Estas situaciones alejan a las PID de los servicios de salud y de los curadores profesionales, como refiere Menéndez (2018), ya que estos son espacios en donde se reproducen discursos que patologizan a las personas consumidoras de sustancias (Ospina-Escobar, 2020). En ese sentido, cobra mayor importancia identificar las prácticas de autoatención y proponer, a partir de la experiencia, programas que promuevan la salud considerando estos condicionantes materiales y subjetivos para posibilitar el acercamiento entre las PID y los servicios de salud para la reducción de daños.

Además de lo anterior, el desplazamiento y la inseguridad posiciona a las mujeres usuarias de drogas en desventaja respecto a sus pares masculinos, como María refiere:

Hay gente que agarra casas abandonadas y se mete ahí, pero a mí se me hace más peligroso porque puede llegar otra gente ahí, y estás dormido, te roban o te hacen algo, ¿sí me entiendes?, y uno pues a veces está sola o algo, necesitarías acoplarte con alguien (María, 40 años, comunicación personal, 5 de marzo de 2023).

El acoplarse con alguien, como narra María, se analiza como una estrategia de autocuidado y seguridad, que generalmente se refiere a entablar una relación de pareja; si bien esto puede protegerlas de la violencia en el espacio público, también las expone a otros tipos de agresiones al interior de la pareja, como se ha reportado en otras investigaciones (Folch et al., 2021; Ospina-Escobar, 2020).

En estos trabajos también se ha documentado que el inicio en el consumo de drogas inyectables entre las mujeres se da por la influencia de la pareja sentimental, lo que también las expone a riesgos y dificultades para cuidar su salud. En este aspecto, la literatura refiere que las mujeres son más propensas a ser inyectadas por otra persona, sobre todo en la etapa de iniciación, como se mencionó anteriormente (IAS, 2019; Roberts et al., 2010). En esta investigación también se documentaron las estrategias que las mujeres han tenido que poner en práctica para ser inyectadas, sobre todo al inicio, como lo expresa Marcela:

Tenía que pagar para que me curaran, ¿sabes cómo? Y era así, cada rato que me tenía que curar, tenía que pagar para que me agarraran, porque no sabía agarrarme […] tenía que irme a los yongos,6 ahí donde viven ellos o llevarlos allá donde estaba yo (Marcela, 28 años, comunicación personal, 7 de marzo de 2023).

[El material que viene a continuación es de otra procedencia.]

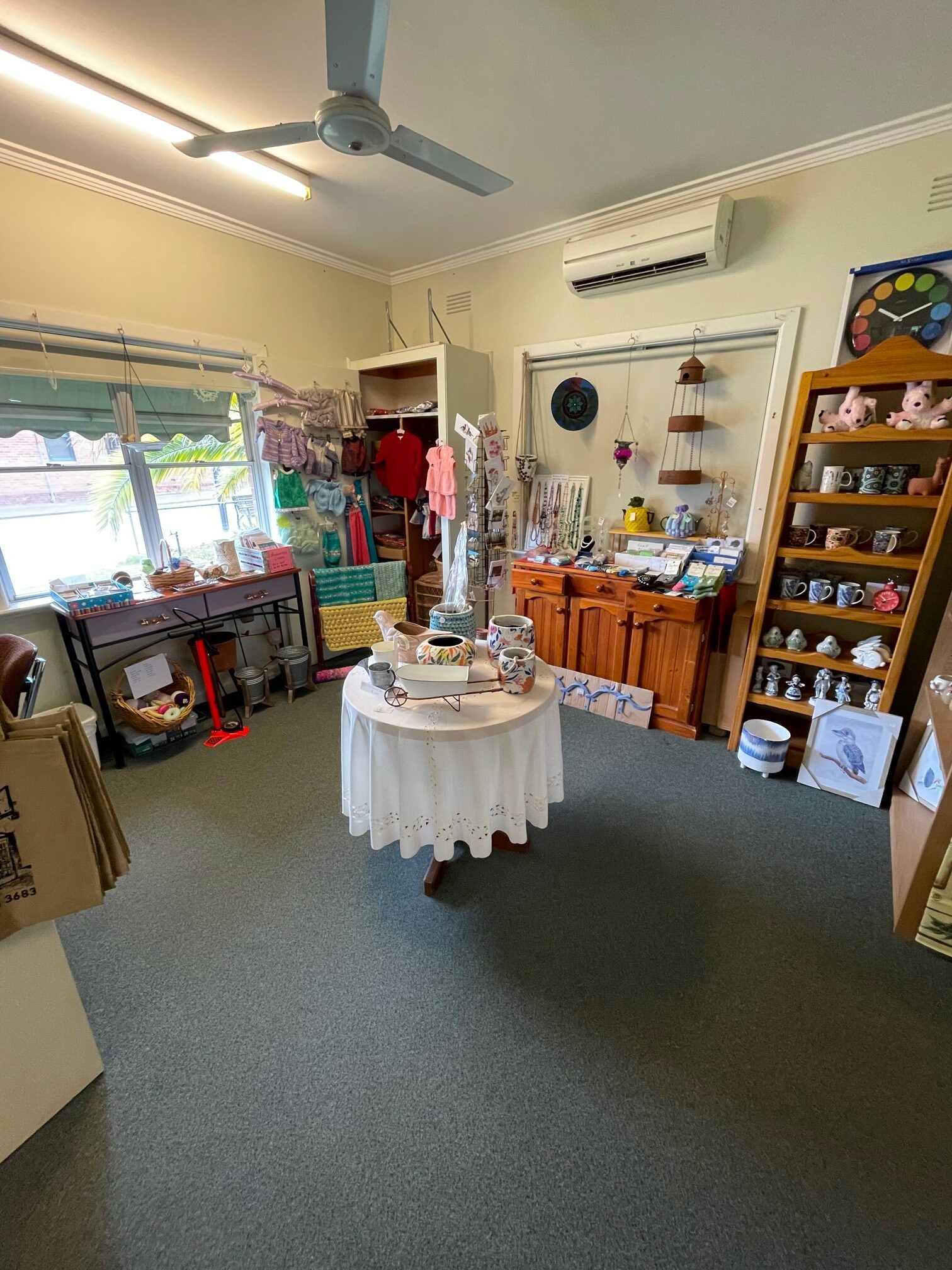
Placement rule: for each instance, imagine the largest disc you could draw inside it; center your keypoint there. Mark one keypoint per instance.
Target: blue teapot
(681, 523)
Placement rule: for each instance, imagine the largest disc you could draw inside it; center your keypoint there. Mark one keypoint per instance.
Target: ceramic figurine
(856, 412)
(822, 685)
(918, 411)
(804, 477)
(773, 680)
(794, 689)
(829, 647)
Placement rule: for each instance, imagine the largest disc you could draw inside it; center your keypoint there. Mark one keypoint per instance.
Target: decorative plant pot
(517, 670)
(451, 617)
(763, 746)
(446, 649)
(296, 662)
(526, 466)
(509, 630)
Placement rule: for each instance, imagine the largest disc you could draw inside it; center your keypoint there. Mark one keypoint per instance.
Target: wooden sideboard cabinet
(603, 625)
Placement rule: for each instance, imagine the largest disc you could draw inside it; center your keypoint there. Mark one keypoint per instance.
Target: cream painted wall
(71, 252)
(794, 242)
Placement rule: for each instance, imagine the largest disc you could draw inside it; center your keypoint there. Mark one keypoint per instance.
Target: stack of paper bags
(61, 846)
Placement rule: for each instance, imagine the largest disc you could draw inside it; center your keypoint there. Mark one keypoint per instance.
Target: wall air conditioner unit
(689, 242)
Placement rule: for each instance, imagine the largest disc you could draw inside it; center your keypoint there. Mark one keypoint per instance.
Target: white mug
(834, 479)
(385, 652)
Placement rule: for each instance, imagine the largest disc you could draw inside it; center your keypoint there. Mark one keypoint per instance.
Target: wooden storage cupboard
(607, 626)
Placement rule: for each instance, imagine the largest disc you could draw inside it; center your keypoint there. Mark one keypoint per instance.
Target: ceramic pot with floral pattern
(509, 630)
(443, 648)
(517, 670)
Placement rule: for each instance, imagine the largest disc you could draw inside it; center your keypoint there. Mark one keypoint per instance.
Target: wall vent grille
(941, 193)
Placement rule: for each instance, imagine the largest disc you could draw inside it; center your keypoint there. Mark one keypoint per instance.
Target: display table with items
(145, 617)
(467, 762)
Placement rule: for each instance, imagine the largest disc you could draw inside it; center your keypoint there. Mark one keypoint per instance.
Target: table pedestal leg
(503, 842)
(433, 877)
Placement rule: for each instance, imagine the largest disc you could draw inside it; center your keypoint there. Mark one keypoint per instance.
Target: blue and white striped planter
(763, 746)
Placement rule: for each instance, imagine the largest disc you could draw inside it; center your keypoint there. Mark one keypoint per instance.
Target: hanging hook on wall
(51, 372)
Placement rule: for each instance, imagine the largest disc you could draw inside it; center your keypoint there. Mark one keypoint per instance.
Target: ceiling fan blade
(357, 40)
(252, 139)
(426, 155)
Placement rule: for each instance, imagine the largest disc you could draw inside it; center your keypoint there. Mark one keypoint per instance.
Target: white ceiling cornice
(60, 169)
(878, 137)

Al reproducirse en el imaginario social la idea de que inyectarse es una práctica masculinizada, las mujeres tienden a ser las últimas en utilizar una jeringa, quedando así expuestas a la transmisión del VIH o de hepatitis C.; a esto se suman las dificultades que tienen para que sus parejas sexuales utilicen condón, lo que las deja también expuestas a contagios de otras ITS (Kensy et al., 2012).

Así, el contexto en el cual las usuarias cuidan de su salud se caracteriza por la estigmatización, la discriminación y diversas manifestaciones de violencia de género, condiciones que acentúan la vulnerabilidad a la que están expuestas y las obliga a desarrollar prácticas de autoatención, de acuerdo con los medios y los saberes a los que tienen acceso, como se analiza en el siguiente apartado.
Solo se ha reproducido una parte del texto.